La librairie du Zodiaque a été fondée avant la guerre par l’écrivain Pierre Véry (auteur des « Disparus de Saint Agil ») et par le poète Pierre Béarn. Puis, c’est Pierre Béarn seul qui s’en est occupé avec son épouse Gabrielle.
J’ai été embauché comme vendeur par Pierre Béarn en 1977. « Pour un mois ou deux » m’avait-il précisé ajoutant que j’allais tenir compagnie à son épouse malade dont tous les pronostics étaient très pessimistes à la suite d’une intervention chirurgicale. Trois ans après j’étais toujours là et Gabrielle se portait comme un charme.

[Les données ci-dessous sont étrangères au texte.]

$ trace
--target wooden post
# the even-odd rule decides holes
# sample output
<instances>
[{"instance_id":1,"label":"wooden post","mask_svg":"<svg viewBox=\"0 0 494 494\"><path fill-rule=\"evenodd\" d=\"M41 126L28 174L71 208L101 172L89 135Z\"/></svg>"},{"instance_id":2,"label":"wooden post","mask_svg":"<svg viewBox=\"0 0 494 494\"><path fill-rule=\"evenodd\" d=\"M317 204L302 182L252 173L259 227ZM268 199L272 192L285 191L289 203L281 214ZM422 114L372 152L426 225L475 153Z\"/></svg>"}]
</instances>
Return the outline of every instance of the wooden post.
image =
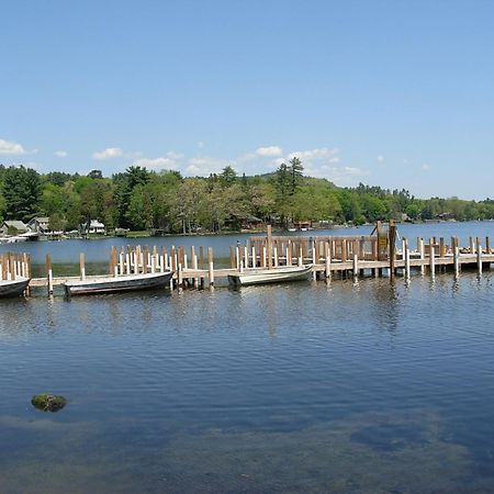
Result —
<instances>
[{"instance_id":1,"label":"wooden post","mask_svg":"<svg viewBox=\"0 0 494 494\"><path fill-rule=\"evenodd\" d=\"M326 246L326 251L325 251L325 272L326 272L326 278L328 280L330 280L332 278L332 247L329 242L327 242L325 244Z\"/></svg>"},{"instance_id":2,"label":"wooden post","mask_svg":"<svg viewBox=\"0 0 494 494\"><path fill-rule=\"evenodd\" d=\"M158 249L156 248L156 245L153 246L153 254L151 254L151 272L156 272L156 259L158 257Z\"/></svg>"},{"instance_id":3,"label":"wooden post","mask_svg":"<svg viewBox=\"0 0 494 494\"><path fill-rule=\"evenodd\" d=\"M130 247L127 246L127 250L125 252L125 274L131 274L131 262L132 254Z\"/></svg>"},{"instance_id":4,"label":"wooden post","mask_svg":"<svg viewBox=\"0 0 494 494\"><path fill-rule=\"evenodd\" d=\"M179 262L179 269L178 269L178 285L179 285L179 288L182 288L182 283L183 283L182 263Z\"/></svg>"},{"instance_id":5,"label":"wooden post","mask_svg":"<svg viewBox=\"0 0 494 494\"><path fill-rule=\"evenodd\" d=\"M396 242L396 224L394 220L390 220L390 227L388 231L389 246L390 246L390 278L394 278L394 267L395 267L395 242Z\"/></svg>"},{"instance_id":6,"label":"wooden post","mask_svg":"<svg viewBox=\"0 0 494 494\"><path fill-rule=\"evenodd\" d=\"M236 263L235 267L237 269L237 271L242 272L242 247L240 244L237 244L237 247L235 248L235 259L236 259Z\"/></svg>"},{"instance_id":7,"label":"wooden post","mask_svg":"<svg viewBox=\"0 0 494 494\"><path fill-rule=\"evenodd\" d=\"M236 262L235 262L235 247L233 245L229 246L229 267L232 269L236 269Z\"/></svg>"},{"instance_id":8,"label":"wooden post","mask_svg":"<svg viewBox=\"0 0 494 494\"><path fill-rule=\"evenodd\" d=\"M199 268L204 269L204 247L199 246Z\"/></svg>"},{"instance_id":9,"label":"wooden post","mask_svg":"<svg viewBox=\"0 0 494 494\"><path fill-rule=\"evenodd\" d=\"M476 237L476 272L482 274L482 243L480 237Z\"/></svg>"},{"instance_id":10,"label":"wooden post","mask_svg":"<svg viewBox=\"0 0 494 494\"><path fill-rule=\"evenodd\" d=\"M445 238L440 237L439 238L439 257L445 257L445 256L446 256Z\"/></svg>"},{"instance_id":11,"label":"wooden post","mask_svg":"<svg viewBox=\"0 0 494 494\"><path fill-rule=\"evenodd\" d=\"M199 276L198 276L198 256L194 252L194 256L192 257L192 269L195 271L195 277L194 277L194 288L199 288Z\"/></svg>"},{"instance_id":12,"label":"wooden post","mask_svg":"<svg viewBox=\"0 0 494 494\"><path fill-rule=\"evenodd\" d=\"M213 247L207 247L207 269L210 287L214 285Z\"/></svg>"},{"instance_id":13,"label":"wooden post","mask_svg":"<svg viewBox=\"0 0 494 494\"><path fill-rule=\"evenodd\" d=\"M53 293L53 270L52 270L52 256L46 255L46 285L48 289L48 295Z\"/></svg>"},{"instance_id":14,"label":"wooden post","mask_svg":"<svg viewBox=\"0 0 494 494\"><path fill-rule=\"evenodd\" d=\"M458 245L454 245L453 263L454 263L454 278L458 278L460 276L460 248L458 247Z\"/></svg>"},{"instance_id":15,"label":"wooden post","mask_svg":"<svg viewBox=\"0 0 494 494\"><path fill-rule=\"evenodd\" d=\"M409 248L408 240L405 238L404 240L404 254L405 254L405 277L409 280Z\"/></svg>"},{"instance_id":16,"label":"wooden post","mask_svg":"<svg viewBox=\"0 0 494 494\"><path fill-rule=\"evenodd\" d=\"M272 226L268 225L268 269L272 268Z\"/></svg>"},{"instance_id":17,"label":"wooden post","mask_svg":"<svg viewBox=\"0 0 494 494\"><path fill-rule=\"evenodd\" d=\"M434 278L436 274L436 258L435 258L434 238L429 238L429 270L430 270L430 276Z\"/></svg>"},{"instance_id":18,"label":"wooden post","mask_svg":"<svg viewBox=\"0 0 494 494\"><path fill-rule=\"evenodd\" d=\"M125 274L125 254L124 254L123 246L120 249L119 265L120 265L120 274L121 276Z\"/></svg>"},{"instance_id":19,"label":"wooden post","mask_svg":"<svg viewBox=\"0 0 494 494\"><path fill-rule=\"evenodd\" d=\"M80 279L86 280L86 259L85 252L79 254L79 270L80 270Z\"/></svg>"},{"instance_id":20,"label":"wooden post","mask_svg":"<svg viewBox=\"0 0 494 494\"><path fill-rule=\"evenodd\" d=\"M313 239L312 240L312 265L313 265L313 270L312 270L312 278L315 281L317 279L317 271L315 269L316 266L316 242Z\"/></svg>"},{"instance_id":21,"label":"wooden post","mask_svg":"<svg viewBox=\"0 0 494 494\"><path fill-rule=\"evenodd\" d=\"M417 238L417 250L418 255L420 256L420 274L424 276L425 272L425 266L424 266L424 259L425 259L425 249L424 249L424 238L419 237Z\"/></svg>"}]
</instances>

Située rue Monsieur le Prince, en haut du boulevard Saint-Michel et à deux pas du Luxembourg, la librairie était un véritable grenier à livres. Pierre et Gabrielle y avaient accumulé des centaines d’éditions originales et des livres rares. Tout cela baignait dans un grand désordre et beaucoup de poussière. C’est là que j’appris la valeur des livres à petits tirages, imprimés sur des vélins de luxe et très recherchés, mais aussi aux éditions rares de La Pléïade. Le plus gros du chiffre d’affaires était réalisé grâce aux services de presse (SP). Pierre Béarn, alors président de la Société des Gens de Lettres (SGDL), avait ses entrées dans le monde littéraire et celui de la presse. Chaque mois, les journalistes spécialisés reçoivent des dizaines de livres en SP. Impossible de les conserver tous sous peine de ne plus pouvoir entrer chez soi. Les plus généreux en font cadeau à leur bibliothèque, les autres les revendent.
Des écrivains célèbres.
Pierre Béarn les rachetait régulièrement à quelques-uns de ces plumitifs ou écrivains désireux d’arrondir leurs fins de mois. Je l’accompagnai dans ses tournées, grimpant des escaliers avec des toiles dans lesquelles nous emballions les livres avant de les redescendre sur le dos. On s’arrêtait souvent pour discuter avec l’auteur ou le journaliste et j’ai pu faire connaissance de quelques sommités littéraires de l’époque. La règle était bien sûr de taire leur nom et de supprimer la dédicace de l’auteur sur chaque page des livres achetés. En réalité, nous gardions le texte de la dédicace et je passai simplement le nom du récipiendaire au papier de verre fin pour le faire disparaître.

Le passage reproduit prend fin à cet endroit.